Even the mean field VI can sometimes get very close (in the sense of able to get arbitrary accuracy with importance sampling correction)

The diagnostic will tell the approximate convergence rate with increasing number of draws if the approximation is used as an importance sampling proposal distribution. We can estimate Monte Carlo error and how many more draws we need for the desired accuracy. Monte Carlo error estimates are described in “Pareto smoothed importance sampling” arXiv preprint arXiv:1507.02646. and they have been used in loo package since version 2.0

The cases where we would like to use Laplace approximation, we would expect to get similar error in less time. Of course this will hold only for the certain set of models, which just happens to be very popular.

In those cases where mean field it is accurate enough, we can get the covariance using importance sampling. Tamara’s method would be great help in cases where importance sampling with mean field proposal fails. And after using Tamara’s method we would check the improved approximation again with importance sampling diagnostic.

I know they are using it for that kind of models where they know that the posterior is simple and there is a lot of data. I can ask more, but I expect the answer to be vague as they are people working in companies.


Thanks—that clarifies a lot.

OK. That’s the part I still don’t understand properly.

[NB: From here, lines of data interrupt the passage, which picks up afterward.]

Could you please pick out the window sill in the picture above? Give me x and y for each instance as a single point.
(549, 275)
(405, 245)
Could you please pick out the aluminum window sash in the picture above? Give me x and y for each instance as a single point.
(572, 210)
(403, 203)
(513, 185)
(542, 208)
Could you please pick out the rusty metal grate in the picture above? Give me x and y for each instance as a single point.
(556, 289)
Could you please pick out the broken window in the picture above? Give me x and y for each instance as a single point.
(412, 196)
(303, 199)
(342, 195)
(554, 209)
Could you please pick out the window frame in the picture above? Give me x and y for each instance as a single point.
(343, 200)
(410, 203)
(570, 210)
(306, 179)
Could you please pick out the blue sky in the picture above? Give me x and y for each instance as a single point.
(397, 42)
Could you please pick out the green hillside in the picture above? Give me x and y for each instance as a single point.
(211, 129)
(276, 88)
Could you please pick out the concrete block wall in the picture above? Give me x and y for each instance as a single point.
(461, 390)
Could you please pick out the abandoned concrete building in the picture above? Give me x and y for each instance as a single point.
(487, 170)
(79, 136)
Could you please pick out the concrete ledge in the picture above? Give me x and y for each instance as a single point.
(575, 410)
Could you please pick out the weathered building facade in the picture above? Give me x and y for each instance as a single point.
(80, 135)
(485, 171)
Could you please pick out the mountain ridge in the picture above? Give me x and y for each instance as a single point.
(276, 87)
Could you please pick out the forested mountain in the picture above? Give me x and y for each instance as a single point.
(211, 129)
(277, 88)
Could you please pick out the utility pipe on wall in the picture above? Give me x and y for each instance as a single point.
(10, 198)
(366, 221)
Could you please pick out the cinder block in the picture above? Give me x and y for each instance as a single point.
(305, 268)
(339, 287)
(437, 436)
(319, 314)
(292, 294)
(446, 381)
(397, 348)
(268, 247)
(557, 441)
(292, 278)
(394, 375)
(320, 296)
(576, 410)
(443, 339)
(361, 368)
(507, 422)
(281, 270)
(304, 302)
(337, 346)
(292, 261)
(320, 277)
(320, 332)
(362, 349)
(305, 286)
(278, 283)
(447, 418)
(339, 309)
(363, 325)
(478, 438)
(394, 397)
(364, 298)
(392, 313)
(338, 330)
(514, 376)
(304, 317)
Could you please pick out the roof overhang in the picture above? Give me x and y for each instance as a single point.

That would presumably be when there’s not a lot of posterior correlation. Otherwise, in high dimensions, the draws to importance weight won’t be close enough.

That’s fantastic. And also thanks for explaining it in terms I can understand.

That’s neat, too. Could we also use dense ADVI (I think it’s called full rank or something in the interface)?

What happens with things like varying curvature in the posterior?

And thanks so much again for taking the time to lay down simple explanations of all this. It’s really helpful.


The nested Laplace part is the most complex in INLA, and it includes several shortcuts and approximations to get a significant speed-up but maintaining a good accuracy compared to basic Tierney-Kadane-Laplace approximation. One thing is that it is practical only for improving 1D and 2D marginals. Other thing is that in many cases it is not needed.

It seems dense / full rank ADVI is much more difficult to get to converge (also noted by Giordano, Broderick, Jordan), and no-one seems to know why. Understanding of VI algorithms is still far from understanding of Laplace and MCMC.

Any Gaussian approximation will fail at least when the number of dimensions increase.

No problem. I’m happy if my explanations are helpful.


Yet, variational inference is the most popular thing out there because it can be thrown at big problems with neural network models. This suggests we should think about methods for approximately validating and fixing VI.